Ettercap is a suite for man in the middle attacks on LAN. It features sniffing of live connections, content filtering on the fly and many other interesting tricks. It supports active and passive dissection of many protocols (even ciphered ones) and includes many feature for network and host analysis.
Disclaimer: The following is a basic tutorial to explain the concept of ARP Poisoning and MITM attacks, and is intended to serve an educational purpose only. Do not try to abuse these methods; and never, ever try these on a work environment unless you are willing to risk your job/reputation and have plenty good friends in good places who will be able to get you a new job… 
Ettercap is available in the Ubuntu 8.10 repositories, and can be added either via Synaptic or through the terminal :
$ sudo apt-get install ettercap
Alternatively, you may install it from the website: http://ettercap.sourceforge.net/download.php
Once installed, it can be accessed from the Applications menu. Please note you will need administrative access to run this program.

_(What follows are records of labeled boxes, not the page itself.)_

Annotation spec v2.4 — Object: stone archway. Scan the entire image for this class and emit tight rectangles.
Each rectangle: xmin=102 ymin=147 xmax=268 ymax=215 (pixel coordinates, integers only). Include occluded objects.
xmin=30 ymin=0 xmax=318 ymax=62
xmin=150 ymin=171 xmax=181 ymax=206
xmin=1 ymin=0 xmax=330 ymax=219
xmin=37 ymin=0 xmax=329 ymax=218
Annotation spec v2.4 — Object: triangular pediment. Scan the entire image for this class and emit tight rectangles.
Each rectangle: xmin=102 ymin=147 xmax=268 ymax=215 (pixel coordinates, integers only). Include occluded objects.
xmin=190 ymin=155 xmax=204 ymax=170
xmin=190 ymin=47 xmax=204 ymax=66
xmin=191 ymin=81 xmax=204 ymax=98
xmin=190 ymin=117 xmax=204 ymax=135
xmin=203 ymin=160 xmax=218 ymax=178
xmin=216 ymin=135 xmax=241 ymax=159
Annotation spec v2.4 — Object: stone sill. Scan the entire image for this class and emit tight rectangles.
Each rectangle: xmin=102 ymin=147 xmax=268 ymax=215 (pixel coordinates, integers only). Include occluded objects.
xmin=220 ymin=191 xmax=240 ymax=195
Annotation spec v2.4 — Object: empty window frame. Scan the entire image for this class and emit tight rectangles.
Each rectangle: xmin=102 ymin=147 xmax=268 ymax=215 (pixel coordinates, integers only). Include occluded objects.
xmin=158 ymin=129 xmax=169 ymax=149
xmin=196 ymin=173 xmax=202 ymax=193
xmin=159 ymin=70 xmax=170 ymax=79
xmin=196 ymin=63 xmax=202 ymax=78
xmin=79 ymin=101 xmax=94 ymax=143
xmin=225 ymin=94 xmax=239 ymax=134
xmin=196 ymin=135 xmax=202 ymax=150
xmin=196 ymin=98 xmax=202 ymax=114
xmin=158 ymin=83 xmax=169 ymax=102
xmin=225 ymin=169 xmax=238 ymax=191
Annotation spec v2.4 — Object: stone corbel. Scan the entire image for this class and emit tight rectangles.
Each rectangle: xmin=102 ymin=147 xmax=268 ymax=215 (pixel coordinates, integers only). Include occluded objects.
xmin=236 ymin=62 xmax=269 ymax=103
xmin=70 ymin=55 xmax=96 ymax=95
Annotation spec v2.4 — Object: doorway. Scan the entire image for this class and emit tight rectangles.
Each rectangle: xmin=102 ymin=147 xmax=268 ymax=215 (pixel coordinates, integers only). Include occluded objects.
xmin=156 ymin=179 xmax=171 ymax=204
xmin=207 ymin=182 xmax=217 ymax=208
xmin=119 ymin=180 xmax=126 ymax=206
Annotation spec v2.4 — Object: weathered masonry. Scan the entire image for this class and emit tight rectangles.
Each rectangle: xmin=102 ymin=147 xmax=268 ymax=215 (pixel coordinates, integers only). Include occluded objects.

——————————————————————————————
MITM Tutorial:
ARP stands for Address Resolution Protocol and it allows the network to translate IP addresses into MAC addresses. A MITM attack is one where a hijacker’s machine is placed in the logical way between two machines connected together.
Once positioned in the middle the hijacker can listen to and bypass all traffic between the two machines.
Instructions:
1. Open a terminal and start ettercap as root : sudo ettercap -G
2. Click Sniff > Unified, select the NIC you want to use.
3. Click Hosts > Scan for hosts
4. Click Host, Hosts List (or just press H)
5. In the hosts list, highlight the victim host and click the button “Add to Target1”.
6. Click Start > Start sniffing
7. Click Mitm > Arp poisoning. Select the “Sniff Remote Connections” option.
You should now see the list of connections and passwords scrolling in the space below.
8. To stop the attacks, click Mitm > Stop Mitm attacks.
9. Click Sniff > Stop Sniffing > Exit.
Note: If you see an error about SSL dissection, you need to uncomment some code in the etter.conf file to enable SSL dissection.
Open up a terminal window and type “sudo nano /usr/local/etc/etter.conf”, without the quotes. Scroll down using your arrow keys until you find this piece of code:
————————
if you use iptables:
# redir_command_on = “iptables -t nat -A PREROUTING -i %iface -p tcp -dport %port -j REDIRECT -to-port %rport”
# redir_command_off = “iptables -t nat -D PREROUTING -i %iface -p tcp -dport %port -j REDIRECT -to-port %rport”
————————
Just uncomment the above two lines and you will stop receiving the error.
Apr 01, 2009 @ 14:30:08
Hello!
Very Interesting post! Thank you for such interesting resource!
PS: Sorry for my bad english, I’v just started to learn this language
See you!
Your, Raiul Baztepo
Apr 09, 2009 @ 04:04:07
Hi !!!!
I am Piter Kokoniz. oOnly want to tell, that your posts are really interesting
And want to ask you: will you continue to post in this blog in future?
Sorry for my bad english:)
Thank you!
Piter.
Feb 09, 2010 @ 00:38:30
Its work like a charm in Ubuntu 9.10 Karmic Koala
Kelvin, PR USA
Feb 19, 2010 @ 23:06:30
Thanks for your comments. Please keep visiting, a lot of new info is coming!!
May 05, 2010 @ 10:27:46
Wow!
Thats classy man! Great piece of work
Thanks for sharing that,I was searching the web and found your entry. I really like your site and found it worth while reading through the posts.Glad I found your site. Good content and very helpful
By the way for more information on Professional Training and Certification for Ethical Hacking check this link: http://www.eccouncil.org/certification/certified_ethical_hacker.aspx
May 31, 2010 @ 08:18:33
Does it still work on today new web browser or more updated and secure web browser?
Jun 05, 2010 @ 13:59:46
yes it does.. but please use these instructions only for testing/educational purposes. you may also want to look at the post on BACKTRACK Linux, which is a full featured security distro.